La plume d’aigle au front, drapés de longues peaux,
Des guerriers tatoués poussent par la vallée
Des bœufs rouges pressés en farouches troupeaux.

Et leur rumeur mugit de cris rauques mêlée,
Et les cerfs, bondissant aux lisières des bois,
Cherchent plus loin la paix que ces bruits ont troublée.

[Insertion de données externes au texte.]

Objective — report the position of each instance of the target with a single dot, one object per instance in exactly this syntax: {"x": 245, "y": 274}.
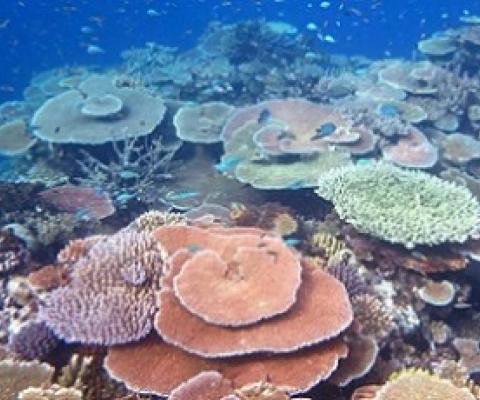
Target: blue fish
{"x": 296, "y": 184}
{"x": 325, "y": 130}
{"x": 83, "y": 215}
{"x": 292, "y": 242}
{"x": 227, "y": 164}
{"x": 182, "y": 195}
{"x": 389, "y": 110}
{"x": 264, "y": 116}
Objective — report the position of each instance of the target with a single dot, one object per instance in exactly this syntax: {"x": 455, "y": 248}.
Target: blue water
{"x": 40, "y": 34}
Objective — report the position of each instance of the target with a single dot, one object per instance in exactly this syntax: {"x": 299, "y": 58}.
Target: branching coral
{"x": 137, "y": 164}
{"x": 110, "y": 298}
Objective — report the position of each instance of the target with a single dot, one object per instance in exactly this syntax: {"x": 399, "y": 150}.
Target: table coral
{"x": 401, "y": 206}
{"x": 110, "y": 297}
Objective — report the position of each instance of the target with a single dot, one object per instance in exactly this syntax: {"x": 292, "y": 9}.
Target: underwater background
{"x": 38, "y": 35}
{"x": 240, "y": 200}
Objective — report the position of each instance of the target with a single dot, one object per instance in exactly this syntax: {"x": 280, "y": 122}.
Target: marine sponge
{"x": 401, "y": 206}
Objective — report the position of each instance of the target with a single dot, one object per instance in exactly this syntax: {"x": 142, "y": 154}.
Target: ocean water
{"x": 239, "y": 199}
{"x": 45, "y": 34}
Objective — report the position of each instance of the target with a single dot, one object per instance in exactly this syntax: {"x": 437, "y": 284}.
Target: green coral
{"x": 301, "y": 173}
{"x": 401, "y": 206}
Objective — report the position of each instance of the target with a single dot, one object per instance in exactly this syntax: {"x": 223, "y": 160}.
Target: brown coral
{"x": 153, "y": 366}
{"x": 16, "y": 376}
{"x": 297, "y": 359}
{"x": 322, "y": 310}
{"x": 219, "y": 285}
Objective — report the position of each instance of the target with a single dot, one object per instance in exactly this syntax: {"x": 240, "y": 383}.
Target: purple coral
{"x": 106, "y": 302}
{"x": 33, "y": 340}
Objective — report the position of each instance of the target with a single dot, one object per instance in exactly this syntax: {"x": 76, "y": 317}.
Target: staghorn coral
{"x": 137, "y": 163}
{"x": 401, "y": 206}
{"x": 104, "y": 303}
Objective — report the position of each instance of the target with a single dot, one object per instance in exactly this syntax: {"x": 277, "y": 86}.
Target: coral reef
{"x": 110, "y": 296}
{"x": 98, "y": 112}
{"x": 373, "y": 199}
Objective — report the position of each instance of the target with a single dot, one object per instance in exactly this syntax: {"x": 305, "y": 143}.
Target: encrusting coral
{"x": 373, "y": 199}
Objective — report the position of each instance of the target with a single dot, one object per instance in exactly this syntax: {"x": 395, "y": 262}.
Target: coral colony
{"x": 249, "y": 219}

Les hommes et les bœufs entourent à la fois
Le chariot roulant dans sa lenteur égale,
Et les mugissements se taisent, et les voix.

Et tous s’en vont, les yeux dardés par intervalle,
Ayant cru voir flotter comme un rayonnement
Autour de l’Étranger mystérieux et pâle.

Puis les rudes bergers et le troupeau fumant
Disparaissent. Leur bruit dans la forêt s’enfonce
Et sous les dômes verts s’éteint confusément.

Sur une âpre hauteur que hérisse la ronce,
Parmi des blocs aigus et d’épais rochers plats,
Deux vieillards sont debout, dont le sourcil se fronce.

Ils regardent d’un oeil plein de sombres éclats
Venir ce voyageur humble, faible et sans crainte,
Qu’au détour du coteau traînent deux buffles las.